There are no flying men who can lift mountains. But there is a Superman, and he is a dream, and lifting us up is exactly what he does.


  1. What the hell man. I've not read this comic, yet here I am sitting watching the sunset for the last time this year, engaged in the predominant vice of our times (the internet), and you're making me tear up. I'm in my early 20s, this is ridiculous, and I've only started getting into comics within the last few years. This shouldn't effect me as much as it does. Brilliant blog you've got here.

  2. Thanks, Sprechercrow! Joe Kelly deserves all the credit for this story (and its line, which I quoted). He had scenes in other stories that just missed my top-ten list, but would have appeared if I'd extended it to top twenty.

  3. I've didn't read this comic.
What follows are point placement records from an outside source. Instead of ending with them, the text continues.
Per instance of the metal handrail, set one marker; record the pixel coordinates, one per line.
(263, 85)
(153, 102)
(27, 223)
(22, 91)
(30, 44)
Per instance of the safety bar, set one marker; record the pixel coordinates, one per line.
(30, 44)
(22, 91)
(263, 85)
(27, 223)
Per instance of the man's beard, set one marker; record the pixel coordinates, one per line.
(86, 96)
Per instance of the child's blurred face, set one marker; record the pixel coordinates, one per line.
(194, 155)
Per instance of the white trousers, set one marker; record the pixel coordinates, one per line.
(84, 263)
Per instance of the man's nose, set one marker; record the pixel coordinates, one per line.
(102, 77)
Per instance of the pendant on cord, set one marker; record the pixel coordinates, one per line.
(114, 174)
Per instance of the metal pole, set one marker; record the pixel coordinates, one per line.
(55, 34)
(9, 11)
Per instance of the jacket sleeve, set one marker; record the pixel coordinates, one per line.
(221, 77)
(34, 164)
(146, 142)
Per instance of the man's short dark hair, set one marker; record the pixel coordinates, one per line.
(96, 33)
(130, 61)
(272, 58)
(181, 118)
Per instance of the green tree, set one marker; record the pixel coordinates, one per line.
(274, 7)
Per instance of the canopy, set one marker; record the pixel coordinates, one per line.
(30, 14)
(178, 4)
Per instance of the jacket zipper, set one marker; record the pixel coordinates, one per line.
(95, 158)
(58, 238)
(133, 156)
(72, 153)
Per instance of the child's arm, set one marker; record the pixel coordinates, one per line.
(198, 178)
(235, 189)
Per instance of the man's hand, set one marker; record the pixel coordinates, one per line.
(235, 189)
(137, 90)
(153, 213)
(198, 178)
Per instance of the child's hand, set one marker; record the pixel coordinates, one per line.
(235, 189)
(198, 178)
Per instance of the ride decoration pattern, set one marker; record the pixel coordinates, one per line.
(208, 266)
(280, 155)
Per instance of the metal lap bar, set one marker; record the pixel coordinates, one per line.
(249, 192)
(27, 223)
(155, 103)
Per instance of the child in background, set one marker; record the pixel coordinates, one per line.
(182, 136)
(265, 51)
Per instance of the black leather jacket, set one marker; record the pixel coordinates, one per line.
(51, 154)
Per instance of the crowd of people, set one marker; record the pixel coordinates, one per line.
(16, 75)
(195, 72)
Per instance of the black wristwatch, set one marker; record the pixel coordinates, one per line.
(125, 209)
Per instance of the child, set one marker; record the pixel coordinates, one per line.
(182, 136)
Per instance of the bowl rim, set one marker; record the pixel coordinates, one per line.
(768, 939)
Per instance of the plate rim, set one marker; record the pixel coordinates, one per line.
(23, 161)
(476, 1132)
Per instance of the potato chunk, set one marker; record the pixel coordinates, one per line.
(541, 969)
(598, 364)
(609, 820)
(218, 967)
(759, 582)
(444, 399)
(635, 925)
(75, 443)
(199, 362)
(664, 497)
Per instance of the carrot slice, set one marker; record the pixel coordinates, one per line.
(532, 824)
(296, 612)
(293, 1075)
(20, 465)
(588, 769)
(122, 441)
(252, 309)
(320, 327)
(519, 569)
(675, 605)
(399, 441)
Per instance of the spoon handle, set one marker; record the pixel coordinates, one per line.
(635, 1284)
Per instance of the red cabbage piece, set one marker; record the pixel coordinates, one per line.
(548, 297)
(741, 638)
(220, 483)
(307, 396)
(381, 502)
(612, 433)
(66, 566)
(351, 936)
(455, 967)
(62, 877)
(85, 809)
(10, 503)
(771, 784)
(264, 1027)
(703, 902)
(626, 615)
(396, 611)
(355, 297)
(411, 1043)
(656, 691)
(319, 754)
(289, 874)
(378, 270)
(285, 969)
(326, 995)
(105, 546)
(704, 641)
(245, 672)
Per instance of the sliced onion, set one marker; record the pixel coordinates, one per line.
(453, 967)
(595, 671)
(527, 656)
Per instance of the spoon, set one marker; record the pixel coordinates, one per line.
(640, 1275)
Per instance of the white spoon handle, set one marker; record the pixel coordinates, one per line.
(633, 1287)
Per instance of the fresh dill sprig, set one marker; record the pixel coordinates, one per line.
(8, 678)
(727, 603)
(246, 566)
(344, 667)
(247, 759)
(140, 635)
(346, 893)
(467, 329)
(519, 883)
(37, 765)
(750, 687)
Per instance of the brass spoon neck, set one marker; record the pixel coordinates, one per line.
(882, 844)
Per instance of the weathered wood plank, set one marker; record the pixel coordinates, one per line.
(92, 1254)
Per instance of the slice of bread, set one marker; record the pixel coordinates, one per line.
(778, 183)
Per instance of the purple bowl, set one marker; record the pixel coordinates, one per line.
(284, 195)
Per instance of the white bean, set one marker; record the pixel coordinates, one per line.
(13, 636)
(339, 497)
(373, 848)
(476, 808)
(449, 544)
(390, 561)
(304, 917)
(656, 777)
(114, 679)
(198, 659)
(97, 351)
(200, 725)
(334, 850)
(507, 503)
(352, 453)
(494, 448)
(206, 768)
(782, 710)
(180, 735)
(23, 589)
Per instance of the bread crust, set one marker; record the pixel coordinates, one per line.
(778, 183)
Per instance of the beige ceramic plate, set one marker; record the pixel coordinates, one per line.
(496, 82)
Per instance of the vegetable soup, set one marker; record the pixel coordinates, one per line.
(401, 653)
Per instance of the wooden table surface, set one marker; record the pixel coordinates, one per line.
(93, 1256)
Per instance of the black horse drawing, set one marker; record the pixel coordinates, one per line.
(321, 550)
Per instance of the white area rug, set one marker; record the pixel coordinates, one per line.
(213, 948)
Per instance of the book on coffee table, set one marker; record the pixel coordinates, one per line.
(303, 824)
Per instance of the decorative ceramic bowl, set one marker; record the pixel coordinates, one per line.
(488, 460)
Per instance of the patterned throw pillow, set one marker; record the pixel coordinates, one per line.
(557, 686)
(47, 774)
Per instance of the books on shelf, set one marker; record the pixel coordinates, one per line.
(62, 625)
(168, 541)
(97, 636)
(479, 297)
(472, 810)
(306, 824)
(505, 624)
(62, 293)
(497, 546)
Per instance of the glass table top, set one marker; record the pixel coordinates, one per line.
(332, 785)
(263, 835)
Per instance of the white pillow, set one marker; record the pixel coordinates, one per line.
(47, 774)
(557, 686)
Now I'm going to have to track it down. Was it a one issue story or did it span a few issues?

  4. It was a single issue; no reference to previous stories whatsoever. However, Kelly brought Manchester Black and other members of the Elite back in later stories.

  5. Hello Rikdad,

    Happy New Year :)

  6. I remember reading that issue back then. Seems like a lifetime ago now. ;-)

    Re-read it and for me it made clear once more what is amiss for me with DC in the past few years:
    Given the "short-lived-shock-value" and staging the oh so very obvious again and again (Only Bruce can be Batman....gee really DC, no one ever thought of that...ever. But we need two years at least and the lamest unoriginal plots copied from the 50ies to make that clear. Yeah sure.)
    Action #775 would be entirely different if it saw print today.
    Black and his gang would defeat Superman and get an ongoing while Superman would never say anything that would lift us up, but adding to that death and destruction path comics have taken. Then he would flee the planet and not returning for another 2 years because all hope is lost, and everything it sooooo bad.

    Gods forbid that there is something positive coming from comics today all has to be as bad and dark as possible.

    Gah. No one wants to see the 60ies silliness return, but all that anti-hero stuff is hardly worth 3 bucks a book to me.

    Thanks for reminding me of a great issue from a time where comic books were at least a little brighter and positiver then today.